Facebook is weird. It lets you list your favorite movies (Casablanca) and music (Snow Patrol) and books (Joshilyn Jackson), it shows updates about your day (another late night at the office, Christopher was asleep by the time I got home), and yet it fails to capture the very essence that makes you—you.
Growing up, I wore homemade clothes because my parents couldn’t afford labels or even store–bought dresses. It made me feel inferior, but also loved beyond belief, because every garment I wore had been lovingly designed, cut and sewn by my mom. Where do I write that on Facebook?
My short–term goal is to work saner hours, my dream is for my son to get to know his dad, and my secret fantasy involves a happily–ever–after with Luke. Facebook remains totally oblivious of all that.
I choose not to confirm Luke as a friend. A Facebook friendship would be so much less than what we once had.
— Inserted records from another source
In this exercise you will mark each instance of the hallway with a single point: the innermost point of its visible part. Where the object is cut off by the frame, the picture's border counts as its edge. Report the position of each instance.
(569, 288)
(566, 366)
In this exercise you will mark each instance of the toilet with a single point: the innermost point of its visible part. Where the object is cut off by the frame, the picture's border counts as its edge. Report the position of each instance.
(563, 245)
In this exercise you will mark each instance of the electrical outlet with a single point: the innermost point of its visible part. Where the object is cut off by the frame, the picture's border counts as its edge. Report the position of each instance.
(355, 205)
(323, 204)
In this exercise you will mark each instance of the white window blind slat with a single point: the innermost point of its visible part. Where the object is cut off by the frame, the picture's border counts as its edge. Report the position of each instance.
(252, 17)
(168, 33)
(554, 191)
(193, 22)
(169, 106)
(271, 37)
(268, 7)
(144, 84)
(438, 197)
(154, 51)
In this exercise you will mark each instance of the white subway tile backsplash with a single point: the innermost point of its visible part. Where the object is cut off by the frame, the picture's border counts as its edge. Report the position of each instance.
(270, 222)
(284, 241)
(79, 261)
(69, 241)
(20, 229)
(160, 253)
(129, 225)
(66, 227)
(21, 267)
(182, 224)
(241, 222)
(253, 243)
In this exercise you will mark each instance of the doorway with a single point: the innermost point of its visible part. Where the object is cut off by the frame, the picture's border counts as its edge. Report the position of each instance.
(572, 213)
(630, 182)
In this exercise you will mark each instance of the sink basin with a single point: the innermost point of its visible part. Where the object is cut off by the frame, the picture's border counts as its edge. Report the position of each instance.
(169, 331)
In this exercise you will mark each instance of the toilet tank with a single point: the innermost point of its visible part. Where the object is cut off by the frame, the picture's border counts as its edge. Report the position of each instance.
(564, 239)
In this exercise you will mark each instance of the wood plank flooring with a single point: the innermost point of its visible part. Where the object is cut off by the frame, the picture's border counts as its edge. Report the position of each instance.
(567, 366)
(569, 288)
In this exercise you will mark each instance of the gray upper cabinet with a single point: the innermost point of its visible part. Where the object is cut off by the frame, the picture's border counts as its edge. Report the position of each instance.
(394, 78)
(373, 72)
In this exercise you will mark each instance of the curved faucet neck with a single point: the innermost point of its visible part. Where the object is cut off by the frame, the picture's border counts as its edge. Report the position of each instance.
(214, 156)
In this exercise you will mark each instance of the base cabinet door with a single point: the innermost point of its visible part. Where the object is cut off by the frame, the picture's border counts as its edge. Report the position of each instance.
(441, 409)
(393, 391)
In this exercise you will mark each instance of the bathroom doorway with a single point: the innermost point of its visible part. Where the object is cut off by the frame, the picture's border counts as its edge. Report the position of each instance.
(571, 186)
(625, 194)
That leaves me one option: I have to go to the reunion.
The school hall is dim with ambience lights and the speakers pump out hits from five years ago. The music was lame then and is even lamer now, and yet a tiny trickle of nostalgia seeps into my heart.
Luke and I once danced to that song in the darkest corner of this very hall.
Get a grip.
I pass a few people I don’t recognize and wave to those I do. When I spot Clara, my arm freezes mid–gesture. The guy she’s talking to... I know the shape of those shoulders, the line of that neck.
I need to speak to him before I lose the courage to do what’s right. Even if he’s married, he’s entitled to know about his son.
“Glad you could make it,” Clara says, though I can tell she’s not thrilled to see me. “How’s Christopher?”
My cheeks grow hot. I dare not glance at Luke. “Fine. He’s gone to Jemima for the night.”
Clara has no idea how I feel about Luke but she does know how I feel about Jemima the nanny, the ‘other woman’ in Christopher’s life. “You all right with it?”
“Sure.” Not really, but I don’t have a choice. A modern mom is supposed to leave her child and earn a living, especially if she’s a single mom. And after she pays childcare and transport and taxes, she’s actually worse off financially than if she were getting financial support from the government. Meanwhile, her child is raised by strangers. One day somebody will explain how that makes sense.
“Abby. You remember Luke Taylor?”
“Sure,” I say again. I remember every moment.
My head is so empty and light, I feel I’m about to float away. Right now, that would suit me fine. I don’t know how to greet him. Should I give him a hug? A peck on the cheek? Five years.
“Hello, Luke.” My tongue grates on the sandpaper of my palate. Talking hurts. Swallowing hurts. Looking at him hurts the most.